La evidencia epidemiológica muestra que una mayor ingesta de agua se asocia con mejor control glucémico. Un estudio que suplementó con 1,5 litros adicionales de agua diaria durante seis semanas en personas con baja ingesta habitual encontró una reducción significativa tanto de copeptina (marcador sustituto de vasopresina) como de glucosa en ayunas.

  • Un estudio de seguimiento a nueve años con 3.615 personas de mediana edad con glucemia normal en ayunas al inicio confirmó la asociación entre la ingesta de agua y el riesgo de desarrollar hiperglucemia a lo largo del tiempo.
  • En términos prácticos, tomar agua al despertar reduce la osmolaridad plasmática y disminuye la vasopresina, creando un entorno metabólico más favorable para la acción de la insulina. El cuerpo bien hidratado maneja mejor el pasaje de la glucosa desde la sangre hacia las células, reduciendo la probabilidad de picos bruscos de azúcar después del desayuno.
El agua mineral rica en magnesio puede mejorar ciertos parámetros del metabolismo de los carbohidratos a mediano plazo.

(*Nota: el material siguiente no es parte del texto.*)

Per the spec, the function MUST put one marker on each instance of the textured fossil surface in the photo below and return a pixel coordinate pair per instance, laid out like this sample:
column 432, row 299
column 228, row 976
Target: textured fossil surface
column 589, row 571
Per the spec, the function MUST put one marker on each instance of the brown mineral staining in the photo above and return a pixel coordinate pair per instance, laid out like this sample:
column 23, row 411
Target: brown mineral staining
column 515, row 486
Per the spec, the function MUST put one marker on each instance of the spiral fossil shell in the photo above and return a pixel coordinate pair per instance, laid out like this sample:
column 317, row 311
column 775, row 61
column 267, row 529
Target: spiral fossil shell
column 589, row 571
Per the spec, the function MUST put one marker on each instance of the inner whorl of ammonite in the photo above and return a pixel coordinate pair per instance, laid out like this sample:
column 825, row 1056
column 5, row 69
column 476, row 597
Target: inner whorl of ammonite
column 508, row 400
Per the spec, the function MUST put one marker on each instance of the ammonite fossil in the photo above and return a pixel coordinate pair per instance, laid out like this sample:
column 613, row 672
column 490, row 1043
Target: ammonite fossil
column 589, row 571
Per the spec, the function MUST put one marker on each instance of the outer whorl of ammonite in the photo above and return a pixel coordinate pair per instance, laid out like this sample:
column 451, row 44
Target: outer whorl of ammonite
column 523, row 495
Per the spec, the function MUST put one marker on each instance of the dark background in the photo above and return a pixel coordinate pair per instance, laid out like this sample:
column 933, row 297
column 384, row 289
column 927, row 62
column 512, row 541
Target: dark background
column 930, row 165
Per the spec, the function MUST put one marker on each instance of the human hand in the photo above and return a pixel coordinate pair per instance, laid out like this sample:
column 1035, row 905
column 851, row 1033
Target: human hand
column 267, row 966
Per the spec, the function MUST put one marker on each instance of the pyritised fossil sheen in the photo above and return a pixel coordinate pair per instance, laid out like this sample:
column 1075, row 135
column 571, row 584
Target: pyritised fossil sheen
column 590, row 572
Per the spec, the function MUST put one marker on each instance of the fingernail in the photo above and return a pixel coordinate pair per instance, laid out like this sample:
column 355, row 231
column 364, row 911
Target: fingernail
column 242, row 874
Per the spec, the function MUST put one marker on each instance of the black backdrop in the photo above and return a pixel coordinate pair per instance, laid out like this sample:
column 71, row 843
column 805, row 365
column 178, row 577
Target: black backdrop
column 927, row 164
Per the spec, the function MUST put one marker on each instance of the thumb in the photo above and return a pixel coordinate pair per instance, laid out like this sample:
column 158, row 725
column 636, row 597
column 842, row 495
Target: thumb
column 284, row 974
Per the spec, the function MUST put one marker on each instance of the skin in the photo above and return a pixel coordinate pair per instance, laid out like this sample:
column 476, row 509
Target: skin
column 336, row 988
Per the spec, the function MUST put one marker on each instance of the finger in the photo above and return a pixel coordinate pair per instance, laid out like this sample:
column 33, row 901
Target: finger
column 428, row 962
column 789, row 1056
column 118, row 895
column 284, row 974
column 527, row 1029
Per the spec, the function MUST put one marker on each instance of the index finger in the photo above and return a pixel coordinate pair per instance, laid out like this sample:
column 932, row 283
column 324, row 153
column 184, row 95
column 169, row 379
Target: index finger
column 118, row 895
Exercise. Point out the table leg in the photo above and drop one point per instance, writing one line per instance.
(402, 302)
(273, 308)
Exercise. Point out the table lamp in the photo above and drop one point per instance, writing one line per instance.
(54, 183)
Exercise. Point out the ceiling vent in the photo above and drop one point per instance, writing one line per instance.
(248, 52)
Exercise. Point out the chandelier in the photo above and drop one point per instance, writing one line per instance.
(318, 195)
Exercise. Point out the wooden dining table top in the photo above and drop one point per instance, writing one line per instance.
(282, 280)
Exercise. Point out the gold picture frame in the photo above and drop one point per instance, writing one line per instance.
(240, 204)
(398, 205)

El agua mineral rica en magnesio puede mejorar ciertos parámetros del metabolismo de los carbohidratos a mediano plazo.

Por qué el café solo no es la respuesta para el azúcar en sangre

El café tiene sus propios méritos metabólicos, pero su efecto protector sobre el riesgo de diabetes está vinculado al hábito de consumo general, no a la primera taza de la mañana tomada en ayunas.

El problema de tomar café antes de hidratarse bien es doble

  • Primero, la cafeína puede aumentar transitoriamente la secreción de adrenalina y cortisol, hormonas que elevan los niveles de glucosa al liberar glucosa hepática.
  • Segundo, si el café viene con azúcar, aporta glucosa de rápida absorción con el estómago vacío, justo cuando el cuerpo está más sensible a los picos glucémicos.

Cuánto tomar y cuándo

  • Las sugerencias de Better Nutrition indican que los hombres adultos deberían apuntar a alrededor de 3,7 litros de líquido diario de todas las fuentes, mientras que las mujeres adultas deberían apuntar a alrededor de 2,7 litros. Los expertos a menudo aconsejan beber agua antes de las comidas.
  • Para el objetivo específico de controlar el azúcar por la mañana, la recomendación que emerge de la evidencia disponible es tomar al menos un vaso grande de agua al despertar, antes del café y antes del desayuno, y mantener una hidratación sostenida durante toda la mañana en lugar de concentrar la ingesta en un solo momento.

Tomar agua antes del café, antes del desayuno y de manera sostenida a lo largo de la mañana es uno de los hábitos más simples y más baratos para ayudar al cuerpo a manejar mejor la glucosa desde las primeras horas del día.